I couldn't make it to the Tools of Change conference, but last week I had the pleasure of hearing one of the speakers, Phil Zuckerman, give a guest lecture to a graduate class in publishing at Emerson College. Phil is the founder and president of Applewood Books. Applewood has been around since the 70s, and at first glance, they seem positively Luddite. Their web site says they're "fully Y1K compliant" and offer "an old-fashioned personal experience . . . serving up wisdom and entertainment from America's Living Past." You imagine a wood stove, a manual typewriter, a rotary phone. But Phil's a savvy businessman, and owes his much of his success to ignoring the traditional rules of the publishing game.
  • Applewood revives titles that are long out of copyright (everything from Thomas Jefferson to Tom Swift), avoiding royalties and typesetting costs.
  • They aggressively target markets that mainstream publishers dismiss as marginal, such as gift shops, museums, and sales to schools and corporations. The retail book trade is a relatively small segment of Applewood's business, so they enjoy a very low rate of returns.
  • A large share of their sales comes from their backlist, so they manage their portfolio like the best university presses. Perennial best-sellers are printed by traditional offset for lowest unit cost. Slower-selling titles are printed digitally so little capital is tied up in inventory.

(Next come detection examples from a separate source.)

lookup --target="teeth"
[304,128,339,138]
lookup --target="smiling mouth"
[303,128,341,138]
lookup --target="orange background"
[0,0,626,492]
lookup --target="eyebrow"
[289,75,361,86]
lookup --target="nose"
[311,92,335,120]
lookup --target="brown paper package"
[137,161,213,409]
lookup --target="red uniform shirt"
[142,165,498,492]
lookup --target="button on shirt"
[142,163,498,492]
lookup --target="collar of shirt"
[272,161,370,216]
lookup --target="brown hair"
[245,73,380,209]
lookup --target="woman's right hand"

Another speaker at the 2008 TOC, marketing visionary Seth Godin, expressed the opinion that people don't want books for information or entertainment any more, because they can get those things faster and cheaper on a computer or iPhone. People still want books, Godin says, but only as souvenirs to remind them of the experience. That may be a devil-take-the-hindmost view of publishing's future, but it's surprisingly compatible with Phil's publishing mission. After all, what is "wisdom and entertainment from America's Living Past" but another name for souvenirs?

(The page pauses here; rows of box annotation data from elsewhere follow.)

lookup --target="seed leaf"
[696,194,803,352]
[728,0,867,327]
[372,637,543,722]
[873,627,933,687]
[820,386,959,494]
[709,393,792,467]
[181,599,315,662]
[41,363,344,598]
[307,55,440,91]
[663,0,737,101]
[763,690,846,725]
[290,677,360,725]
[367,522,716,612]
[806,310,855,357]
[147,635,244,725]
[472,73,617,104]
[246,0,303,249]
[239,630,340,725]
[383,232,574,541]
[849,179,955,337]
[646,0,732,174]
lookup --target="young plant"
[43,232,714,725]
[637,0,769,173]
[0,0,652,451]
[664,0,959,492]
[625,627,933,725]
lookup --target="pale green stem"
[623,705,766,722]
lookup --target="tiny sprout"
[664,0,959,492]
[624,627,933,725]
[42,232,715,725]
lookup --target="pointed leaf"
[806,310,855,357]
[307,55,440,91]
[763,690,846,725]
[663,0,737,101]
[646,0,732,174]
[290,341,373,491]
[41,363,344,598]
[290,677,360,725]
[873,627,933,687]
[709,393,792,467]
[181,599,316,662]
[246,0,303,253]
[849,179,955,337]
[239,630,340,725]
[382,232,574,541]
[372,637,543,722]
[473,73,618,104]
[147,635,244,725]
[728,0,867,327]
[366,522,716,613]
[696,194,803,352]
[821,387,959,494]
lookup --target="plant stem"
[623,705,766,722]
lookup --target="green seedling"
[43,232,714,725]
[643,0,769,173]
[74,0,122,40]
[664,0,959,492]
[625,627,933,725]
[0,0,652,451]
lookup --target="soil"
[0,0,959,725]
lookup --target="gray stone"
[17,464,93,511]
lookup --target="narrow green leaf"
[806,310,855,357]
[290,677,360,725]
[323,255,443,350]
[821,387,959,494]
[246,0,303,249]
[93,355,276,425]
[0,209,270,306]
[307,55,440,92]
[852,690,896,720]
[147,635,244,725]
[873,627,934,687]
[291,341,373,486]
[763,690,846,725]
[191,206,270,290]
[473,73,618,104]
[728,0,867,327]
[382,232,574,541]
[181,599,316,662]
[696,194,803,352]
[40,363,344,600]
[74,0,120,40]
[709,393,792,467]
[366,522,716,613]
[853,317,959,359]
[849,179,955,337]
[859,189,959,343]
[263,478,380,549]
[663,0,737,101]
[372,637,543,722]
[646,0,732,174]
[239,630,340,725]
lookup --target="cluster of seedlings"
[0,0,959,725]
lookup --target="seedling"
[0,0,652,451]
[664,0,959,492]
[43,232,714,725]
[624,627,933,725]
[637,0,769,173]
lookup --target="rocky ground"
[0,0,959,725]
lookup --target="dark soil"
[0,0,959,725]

The traditional content supply chain is a one-way sequence from author to publisher to bookstore to reader. Phil broke that chain long ago when he killed his authors. (Okay, he didn't kill them, they were already dead.) Then he made the traditional bookseller an option rather than a necessity. And on a new web site, he's turned himself into a retailer for other publishers' books (excuse me, souvenirs).
One of Applewood's evergreen titles is What Mrs. Fisher Knows About Southern Cooking, an 1881 collection of recipes from the American south, and it has become the flagship of a list of over 100 titles ranging from Camp Cookery to Manufacture of Liquors, Wines & Cordials. As an offshoot of this list, Phil launched Foodsville.com, where you can buy books about food and cooking from Applewood and other publishers, but where you can also read Applewood's cookbooks for free, post your own comments or recipes, and share them with other Foodsville users. It's not revolutionary, but it completes the deconstruction of the old-school publishing model: The publisher is a bookseller, the reader is an author.

22 March 2008

What is publishing mojo?

In a 2007 interview Marissa Mayer, the vice-president in charge of the Google Books project, told The New Yorker magazine, "If we provide access to books we are going to get much higher-quality and much more reliable information. We are moving up the food chain." Google's co-founder Sergey Brin echoed this view: "Comprehensiveness [is] about having the really high-quality information. You have thousands of years of human knowledge, and probably the highest-quality knowledge is captured in books."
Why does the search-engine giant Google look to books for the highest-quality knowledge? It's publishing mojo. Publishers created a model that still can't be improved on:
  • To search and select the best ideas from around the world
  • To present them in a clear and attractive design
  • To deliver them in a convenient and affordable format
  • To preserve them for the future.
For centuries books have been the vehicle for the best that human culture has to offer. Now we have other vehicles, but we still need publishing mojo: the conviction that what we are making is valuable, and deserves all the care and creativity we can muster.